Natural Language Processing Techniques, or NLP for short, is one of the most fascinating aspects of modern data science in the present. NLP techniques have revolutionized the way technology could be utilized in the world today. It is also revolutionizing ways for researchers to conduct studies on humans.
As companies start to use technology to spread and process data for their work, like sending e-mails, recording audio, making work documents, spreadsheets, and JSON files, etc., it becomes increasingly more substantial for them to have a great understanding of natural language processing. Interests surrounding the use of natural language processing techniques to increase efficiency in data analysis are growing bigger because of its potential to make our works and lives easier.
In this article, we shall discuss 5 major natural language processing techniques for data scientists and NLP practitioners to use in the conduct of their studies:
- Stemming – in this technique, data, primarily those interpreted in text form, is first cleaned up by transforming words to their infinitive form before data analysts can analyze it. It also removes words that are misspelled and used differently from their actual meaning (like ‘your’ and ‘you’re’).
There are also other stemming algorithms developed to provide data analysts with other ways to achieve grammatical correctness in their works. One such algorithm, and the most common example of one, is the Porter stemmer. Primarily used in the English language, this stemming algorithm process a single word through its five sequential phases to find the root of said word.
If you want to bridge the gap left by the process of stemming in your research analysis, you can also use lemmatization algorithms to make your analysis more grammatically correct. Using words available in its dictionary, this algorithm makes your research data more grammatically correct as it improves on a lot of stemming’s functions.
- Keyword extraction – also known in some cases as keyword detection of keyword analysis, is another text analysis NLP technique that identifies frequently-used terms within text data. As such, this NLP technique is very useful in making summaries of the main ideas and points present within the data.
A common type of keyword extraction technique is the term frequency (TF) and the Inverse Document Frequency (IDF). These applications help in extracting all necessary and important words that come up within the data are reflected in the summary. The TF’s particular job is the typical text mining function keyword extracting algorithms usually have. IDF, meanwhile, does the heavy lifting of putting all these significant words to extract the main idea within the text.
- Named Entity Recognition (NER) – in this NLP technique, it does the same actions that stemming does by extracting text information to classify words within a text. NER helps in quantitative research by classifying the names of people, places, dates, and other classifiable information.

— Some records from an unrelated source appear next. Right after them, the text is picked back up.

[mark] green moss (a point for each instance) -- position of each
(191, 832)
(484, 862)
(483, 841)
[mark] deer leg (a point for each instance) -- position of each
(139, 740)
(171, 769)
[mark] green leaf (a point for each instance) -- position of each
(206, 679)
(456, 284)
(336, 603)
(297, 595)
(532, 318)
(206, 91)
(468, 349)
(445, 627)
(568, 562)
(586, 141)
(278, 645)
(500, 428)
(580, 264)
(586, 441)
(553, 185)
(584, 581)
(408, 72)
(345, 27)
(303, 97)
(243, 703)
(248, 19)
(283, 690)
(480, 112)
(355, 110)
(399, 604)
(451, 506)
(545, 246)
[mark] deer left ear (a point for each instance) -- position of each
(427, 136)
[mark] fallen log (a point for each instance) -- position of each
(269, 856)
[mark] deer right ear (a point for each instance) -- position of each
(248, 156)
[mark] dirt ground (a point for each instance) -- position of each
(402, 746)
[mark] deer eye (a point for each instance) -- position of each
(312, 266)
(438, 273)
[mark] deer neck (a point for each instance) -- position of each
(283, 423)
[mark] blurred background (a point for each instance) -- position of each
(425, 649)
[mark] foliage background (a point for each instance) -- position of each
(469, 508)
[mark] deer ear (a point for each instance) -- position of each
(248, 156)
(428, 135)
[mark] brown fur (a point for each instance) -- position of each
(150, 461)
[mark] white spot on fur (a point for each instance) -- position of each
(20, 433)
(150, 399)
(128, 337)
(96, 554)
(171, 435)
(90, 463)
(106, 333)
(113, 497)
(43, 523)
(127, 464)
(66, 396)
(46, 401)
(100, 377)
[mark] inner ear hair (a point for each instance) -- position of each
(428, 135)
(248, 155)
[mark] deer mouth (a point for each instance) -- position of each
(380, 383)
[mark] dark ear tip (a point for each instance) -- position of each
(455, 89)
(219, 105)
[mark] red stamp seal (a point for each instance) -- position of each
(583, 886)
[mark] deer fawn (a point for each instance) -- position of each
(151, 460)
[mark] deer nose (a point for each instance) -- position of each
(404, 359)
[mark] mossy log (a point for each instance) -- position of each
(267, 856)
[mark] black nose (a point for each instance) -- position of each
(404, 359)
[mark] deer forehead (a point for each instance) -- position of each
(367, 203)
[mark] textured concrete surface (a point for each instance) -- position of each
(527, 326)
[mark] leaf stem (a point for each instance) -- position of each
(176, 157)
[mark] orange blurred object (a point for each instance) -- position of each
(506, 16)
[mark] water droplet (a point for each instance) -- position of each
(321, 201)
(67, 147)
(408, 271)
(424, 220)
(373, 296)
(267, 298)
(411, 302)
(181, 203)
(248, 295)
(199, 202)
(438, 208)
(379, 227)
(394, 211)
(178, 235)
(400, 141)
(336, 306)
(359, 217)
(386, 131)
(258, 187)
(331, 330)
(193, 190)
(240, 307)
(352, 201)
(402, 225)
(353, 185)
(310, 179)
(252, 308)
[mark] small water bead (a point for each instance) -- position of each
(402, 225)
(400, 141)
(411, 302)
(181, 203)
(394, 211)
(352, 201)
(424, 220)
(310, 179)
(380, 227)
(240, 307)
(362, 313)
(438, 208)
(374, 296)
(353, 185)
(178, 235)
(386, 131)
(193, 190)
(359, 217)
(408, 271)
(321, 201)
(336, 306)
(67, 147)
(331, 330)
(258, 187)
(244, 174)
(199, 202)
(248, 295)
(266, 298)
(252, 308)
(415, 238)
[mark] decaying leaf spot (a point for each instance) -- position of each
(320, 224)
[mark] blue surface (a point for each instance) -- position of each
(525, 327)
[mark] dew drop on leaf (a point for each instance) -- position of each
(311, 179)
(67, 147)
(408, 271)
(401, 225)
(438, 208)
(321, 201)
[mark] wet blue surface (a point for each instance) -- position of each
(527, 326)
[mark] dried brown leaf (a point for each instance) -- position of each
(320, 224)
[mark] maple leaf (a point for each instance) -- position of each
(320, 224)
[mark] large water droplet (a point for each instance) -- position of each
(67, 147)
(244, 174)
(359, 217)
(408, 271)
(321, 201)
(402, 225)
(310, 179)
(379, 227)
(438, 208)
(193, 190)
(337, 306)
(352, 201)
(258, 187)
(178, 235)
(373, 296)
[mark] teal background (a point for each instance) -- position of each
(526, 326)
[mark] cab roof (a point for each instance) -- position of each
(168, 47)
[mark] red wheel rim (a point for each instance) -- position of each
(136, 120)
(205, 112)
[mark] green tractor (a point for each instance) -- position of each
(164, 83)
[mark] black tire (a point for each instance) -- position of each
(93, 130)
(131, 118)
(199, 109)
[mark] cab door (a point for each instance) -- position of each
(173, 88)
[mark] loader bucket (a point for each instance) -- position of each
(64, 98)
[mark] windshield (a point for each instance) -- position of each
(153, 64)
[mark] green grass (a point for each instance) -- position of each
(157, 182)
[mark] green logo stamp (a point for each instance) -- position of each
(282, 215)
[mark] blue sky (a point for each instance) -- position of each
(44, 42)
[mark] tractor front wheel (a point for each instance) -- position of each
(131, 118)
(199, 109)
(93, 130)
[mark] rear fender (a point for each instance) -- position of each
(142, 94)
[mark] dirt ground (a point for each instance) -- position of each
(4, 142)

NER does two functions in its algorithm: detecting data and categorizing it to a specific category where it fits. This algorithm is extremely useful in a lot of industries, like in the medical and academic sectors in the country.
- Topic Modelling – this NLP technique serves as an extension to the actions performed by keyword extraction algorithms by identifying the topic as discussed in text data. Only languages used in the library of this NLP can be recognized within this NLP.
There are a lot of topic modeling algorithms known by data analysts in helping them with their research. The most common amongst all of these is the Latent Dirichlet Allocation, where it generates more than one topic from an analyzed text data.
- Text Summarization – In analyzing text data, it is often easier to use a small body of text instead of full-length, uncut data in your research. That is where text summarization algorithms come into play. This NLP technique helps your data from being overly worded by extracting the useful information within a certain text and finding a more logical and concise wording of sentences for its sentences.
There are also other NLP techniques out there that are very reliable in making sure your research data remain relevant in wording to the overall points of your study. Sentiment Analysis, in particular, is another one of those NLP techniques that helps you with your research, particularly in identifying the sentiment of text data through analysis.
These techniques will help you build a reliable and informative research thesis if you understand how to use them properly. If you want and you are capable of doing so, you can use this algorithm in making great research work and you are highly encouraged to do so.